SubFloor - DIY Van Conversion     Turns out, Brian and I did all the work out in the South Florida sunshine.  The EZ-Cool took just a few minutes to do.  We used the green rug – which had been cut to fit snugly – as our template, marked the outline on the EZC with a Sharpie, cut it with a box cutter, sprayed 3M-90 on the underside and on the rubber floor, and stomped it down. 

 

    Then, we used the open back doors of the van as our work table, sawing the plywood cuts just behind the rear bumper, and hefting the planks into place right from there.  Some more 3M-90 was applied to the underside of the wood and to the top of the EZC, just because, well, why not?  We fit the tongues of the back two sheets into the grooves of the front two sheets, and we were done! 

 

    What would I have done differently?  


    Well, part of me wanted to bolt the floor down.  That was actually the plan.  I didn't realize it until everything was out of the van, but if I removed the handful of floor-level OEM tie-downs that came with the van, I could have used the existing holes to drill up through the wood and used t-nuts to lock it down.  There would have been no metal drilling to do, and the bolt/washer would have sealed the hole against corrosion.  That probably would have been the most significant benefit. 

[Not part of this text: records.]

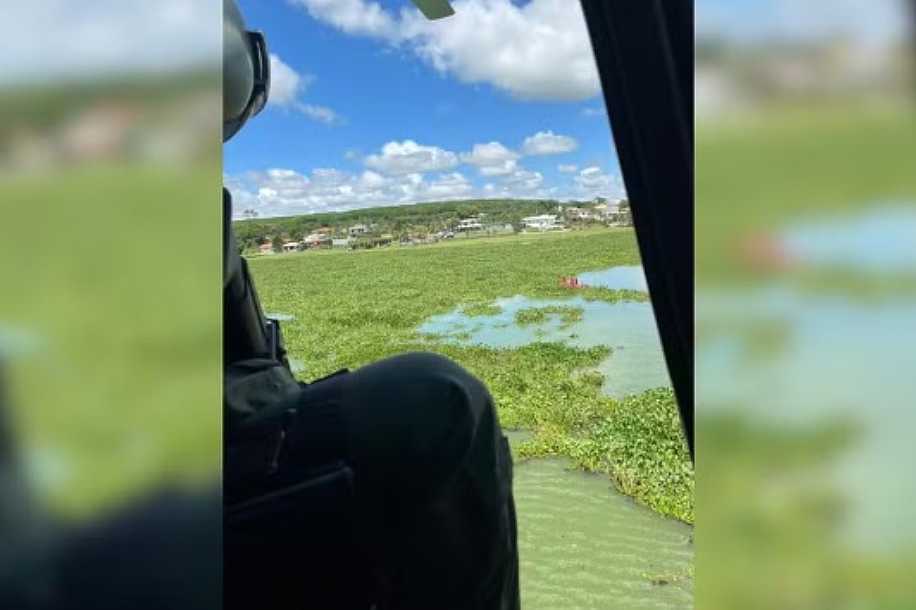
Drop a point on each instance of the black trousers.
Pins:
(387, 487)
(407, 500)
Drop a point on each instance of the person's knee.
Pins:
(415, 416)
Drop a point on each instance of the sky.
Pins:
(373, 105)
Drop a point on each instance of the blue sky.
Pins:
(379, 107)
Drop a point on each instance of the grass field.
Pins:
(115, 272)
(351, 308)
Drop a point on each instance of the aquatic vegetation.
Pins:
(481, 309)
(538, 315)
(354, 308)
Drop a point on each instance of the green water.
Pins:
(582, 545)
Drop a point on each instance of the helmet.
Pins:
(246, 71)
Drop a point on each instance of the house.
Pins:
(316, 240)
(544, 222)
(575, 213)
(469, 224)
(618, 214)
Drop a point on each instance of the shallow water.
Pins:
(583, 545)
(867, 376)
(877, 240)
(624, 277)
(636, 363)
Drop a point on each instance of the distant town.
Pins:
(425, 223)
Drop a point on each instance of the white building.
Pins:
(544, 222)
(470, 224)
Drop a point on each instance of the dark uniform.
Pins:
(389, 485)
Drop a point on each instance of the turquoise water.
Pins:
(628, 328)
(582, 544)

    The floor itself was not going anywhere; it would be bolted and screwed to things that were bolted and screwed directly to the frame.  I kinda wish I had done it, but at the time, well, it was getting  mighty hot out, the floor was damn stable as it was, crawling under Maxx wasn’t that appealing, annnnd we had another big fish yet to fry:  the solar panel installation.